Don’t ask why, ask the PGA guy

Congratulations to all the high school champions, notably Hinsdale Central, whose boys team won the state championship and whose girls team finished third. It was a cool, windy day downstate last Saturday and conditions were not easy. Special shouts out to my students Isabella Abdullah (Benet), Sam Buddig (Hinsdale South), Jack Costello (Morgan Park Academy) and Madelynn Swank (Hinsdale Central) who all made it downstate and played well. You are all winners in my eyes. Now for some questions.

Craig from Western Springs asks one of my favorites: How do I cure my slice?

There are a number of ways, Craig, but the first thing I look at is the position of the hands on the grip. Most players that slice the ball have a “weak” grip in their upper hand (left hand for right handed players), one where they hold the club more in their palm so that the palm faces directly opposite the direction of the shot. That palm should face more towards the ground so that the back of the hand is visible from above. The other hand should be set so that the palm faces more upwards. This should allow the player to square the clubface more easily through the impact area. If that doesn’t work, schedule a lesson with your PGA professional and get it fixed.

Ellen from Downer’s Grove asks: When should I replace my wedges?

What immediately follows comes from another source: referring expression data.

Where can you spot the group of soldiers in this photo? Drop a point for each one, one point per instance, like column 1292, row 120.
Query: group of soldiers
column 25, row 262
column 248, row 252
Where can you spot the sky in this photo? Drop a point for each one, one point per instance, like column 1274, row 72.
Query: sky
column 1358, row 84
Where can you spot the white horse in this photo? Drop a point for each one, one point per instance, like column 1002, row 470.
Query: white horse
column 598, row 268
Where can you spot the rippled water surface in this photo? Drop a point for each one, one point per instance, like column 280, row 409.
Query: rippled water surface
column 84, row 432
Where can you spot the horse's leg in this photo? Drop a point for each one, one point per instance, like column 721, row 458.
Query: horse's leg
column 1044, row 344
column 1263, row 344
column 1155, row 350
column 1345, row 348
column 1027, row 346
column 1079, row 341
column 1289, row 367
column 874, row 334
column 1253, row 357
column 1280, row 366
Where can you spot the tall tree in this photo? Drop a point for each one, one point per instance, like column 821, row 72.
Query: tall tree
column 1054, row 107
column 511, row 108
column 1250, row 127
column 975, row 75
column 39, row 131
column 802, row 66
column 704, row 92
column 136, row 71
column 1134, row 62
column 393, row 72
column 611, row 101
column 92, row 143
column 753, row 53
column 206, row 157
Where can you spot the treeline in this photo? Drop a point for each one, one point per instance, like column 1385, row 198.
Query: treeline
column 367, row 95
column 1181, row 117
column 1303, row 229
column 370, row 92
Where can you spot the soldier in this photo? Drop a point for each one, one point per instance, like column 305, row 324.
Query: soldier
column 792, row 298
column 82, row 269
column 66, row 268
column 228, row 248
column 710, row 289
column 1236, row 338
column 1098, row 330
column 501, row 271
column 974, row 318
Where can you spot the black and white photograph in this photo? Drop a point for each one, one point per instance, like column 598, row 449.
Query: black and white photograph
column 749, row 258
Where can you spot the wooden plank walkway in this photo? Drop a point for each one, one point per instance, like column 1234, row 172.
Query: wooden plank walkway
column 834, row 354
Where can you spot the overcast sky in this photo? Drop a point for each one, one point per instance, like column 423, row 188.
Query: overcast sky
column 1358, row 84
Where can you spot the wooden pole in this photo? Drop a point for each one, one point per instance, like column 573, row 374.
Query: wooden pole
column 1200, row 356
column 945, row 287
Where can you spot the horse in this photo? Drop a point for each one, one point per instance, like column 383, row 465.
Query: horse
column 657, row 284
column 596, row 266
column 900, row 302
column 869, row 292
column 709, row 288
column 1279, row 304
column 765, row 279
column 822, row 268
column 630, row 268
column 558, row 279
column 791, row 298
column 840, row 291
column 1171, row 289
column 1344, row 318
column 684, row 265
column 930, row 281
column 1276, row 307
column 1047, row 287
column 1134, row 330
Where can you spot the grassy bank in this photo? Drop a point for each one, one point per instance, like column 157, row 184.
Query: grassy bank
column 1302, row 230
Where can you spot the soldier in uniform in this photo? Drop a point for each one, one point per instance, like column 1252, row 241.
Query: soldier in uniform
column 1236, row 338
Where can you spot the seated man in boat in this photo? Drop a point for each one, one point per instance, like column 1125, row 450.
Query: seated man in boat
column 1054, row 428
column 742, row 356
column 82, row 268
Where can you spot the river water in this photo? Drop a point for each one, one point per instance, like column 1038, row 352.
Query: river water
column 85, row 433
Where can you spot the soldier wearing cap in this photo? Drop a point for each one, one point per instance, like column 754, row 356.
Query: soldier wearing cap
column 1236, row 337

If you play regularly Ellen, say 3-4 times a week, you should probably get new wedges every other year. The faces wear down and lose some of their “grip” making it less easy to spin the ball. Tour players change their wedges on average every month and some as often as every week, well Vijay Singh does, for one! Try to stick with the brand and model that you are currently using so that you will be familiar with the new wedges pretty quickly.

Peter from La Grange asks: Is it really a good idea to be fitted for clubs?

Honestly, Peter, it depends on how often you play. The occasional golfer that only plays five or six times a year should probably not bother but if you are serious about game improvement and play frequently you should definitely be fitted by a qualified PGA professional. A fitting will probably last about an hour and will make sure that your clubs fit your swing. Fitting involves length of club, loft, lie angle and shaft flex and should include set configuration. Make sure you get fitted properly for your putter too. As a qualified SeeMore fitter I work with all my clients to ensure length and lie angle are correct before getting a new putter. I will also throw in a free half hour putting lesson once the club arrives.